Si chiama “reciproco riconoscimento automatico”. Un documento, un atto, una pratica vidimata in uno qualsiasi dei 27 Paesi dell’Unione Europea, qualora fosse fatto valere questo principio, varrebbe nei rimanenti Stati. Lo sta per varare la Commissione europea (il Consiglio dei ministri della Ue), dopo aver vagliato le osservazioni pervenute a Bruxelles da parte dei cittadini.
Parrebbe una enorme semplificazione della vita e uno sfoltimento della giungla burocratica. Non ci sarebbe da far code agli sportelli o girare come trottole da un ufficio all’altro, se ti trasferisci dalla Spagna alla Lituania. Sei laureato o appartieni a un Ordine professionale a Salamanca? Vale anche a Vilnius. A Bucarest, a Nicosia, a Milano. E viceversa. Bello, vero?
Questo sulla carta. Questo se riguardasse materie dove c’è universale consenso. Ma così come si prospetta sarebbe una rivoluzione universale del costume sociale e della vita comunitaria senza passare dal consenso dei popoli. Un maledetto trucco. Se va in porto questa regola, infatti, altro che lamentarsi perché l’Europa si occupa della misura dei cetrioli. Magari fosse così innocuamente rompiscatole. Invece se passa così com’è questo “reciproco riconoscimento”, l’Europa finirebbe per autorizzare la circolazione della moneta cattiva nel campo del diritto di famiglia e della tutela dei minori, promuovendo di fatto un’invasione di leggi e pratiche violando il principio di democrazia. Insisto: con un semplice trasferimento di carte bollate si introdurrebbe la dissoluzione della famiglia, seminando ovunque l’individualismo assoluto eretto a principio supremo della vita sociale.
Uso parole troppo grosse? Mi spiego. Ilsussidiario.net ha già dato opportuna notizia della questione. Tocca ora tenere alto l’allarme. Infatti i documenti che avrebbero valore universale in tutta Europa sarebbero ad esempio i matrimoni e le adozioni gay. Si verrebbe a creare la legalizzazione piena a Vigevano o Canicattì di una unione omosessuale con tutti i diritti connessi benedetta da un sindaco della Galizia o della Andalusia.
La Carta su cui si regge l’Europa, e il Trattato di Lisbona, e qualsiasi documento approvato dai 27, impedisce l’intromissione della Commissione Europea o di qualsiasi altra “entità” in materie che possiamo definire eticamente sensibili, che sono legate al diritto dei popoli di dare forma alla società secondo la propria idea di bene comune. Insomma: in tema di famiglia, di aborto, di adozioni eccetera. Speriamo che prevalga il buon senso, almeno quello, basta e avanza.

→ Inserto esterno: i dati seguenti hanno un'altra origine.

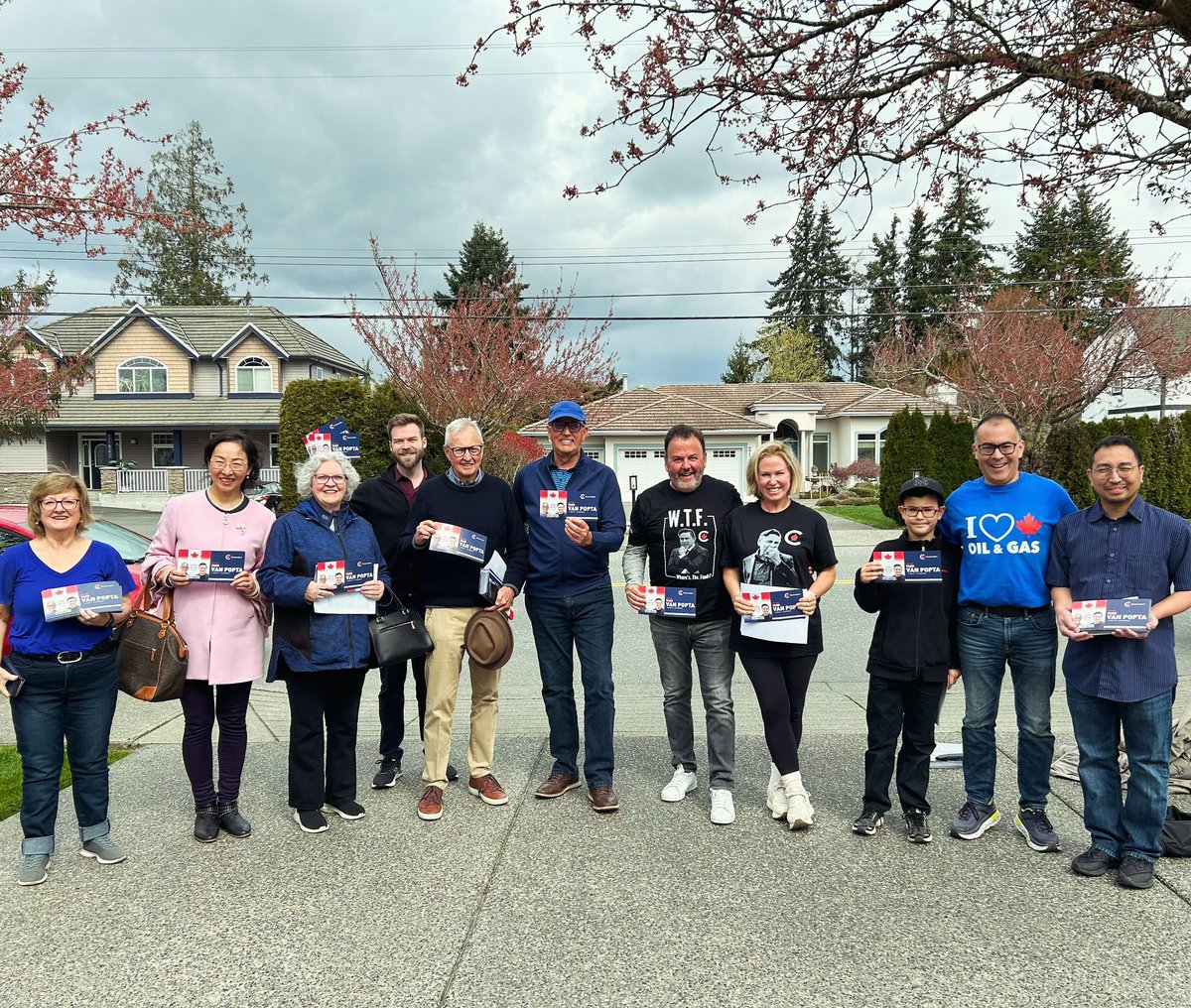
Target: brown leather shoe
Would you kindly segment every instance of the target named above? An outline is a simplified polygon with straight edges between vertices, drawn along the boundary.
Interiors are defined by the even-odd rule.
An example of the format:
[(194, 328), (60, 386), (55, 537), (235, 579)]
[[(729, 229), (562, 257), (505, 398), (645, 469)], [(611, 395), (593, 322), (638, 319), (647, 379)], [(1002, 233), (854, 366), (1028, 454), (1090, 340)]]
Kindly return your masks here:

In Consiglio d’Europa (che si occupa dei diritti umani in 47 Paesi – i 27 dell’Ue più Russia, Turchia, Azerbaigian, Norvegia, San Marino, Armenia, Serbia, Moldavia, Albania eccetera) si è già cercato di omologare il diritto di famiglia dei singoli Paesi usando come un ariete l’argomento dei diritti dell’individuo. Così in una risoluzione contro la discriminazione degli omosessuali si è cercato di far passare il principio del riconoscimento obbligatorio delle unioni di gay, lesbiche, trasgender e bisessuali, come pure il diritto all’adozione da parte sia di singoli sia di coppie con questi orientamenti sessuali. Con un impegno cospicuo del Partito popolare europeo, specie del Pdl italiano, si è riusciti a battere questo disegno. Allo stesso modo, si è impedito fosse approvata una risoluzione che limitava l’obiezione di coscienza in tema di interruzione volontaria della gravidanza, affermando “il diritto di aborto sicuro”. In quei due casi citati fu grande la sorpresa, perché la deriva nichilista e individualista ha sempre prevalso in questa assemblea. Forse è possibile resistere. Non in nome della “proibizione” moralistica, ma per amore della persona, della famiglia, dei minori.
Noi crediamo all’Europa, quando si vuole bene, non quando si odia e vuole azzerare la propria tradizione.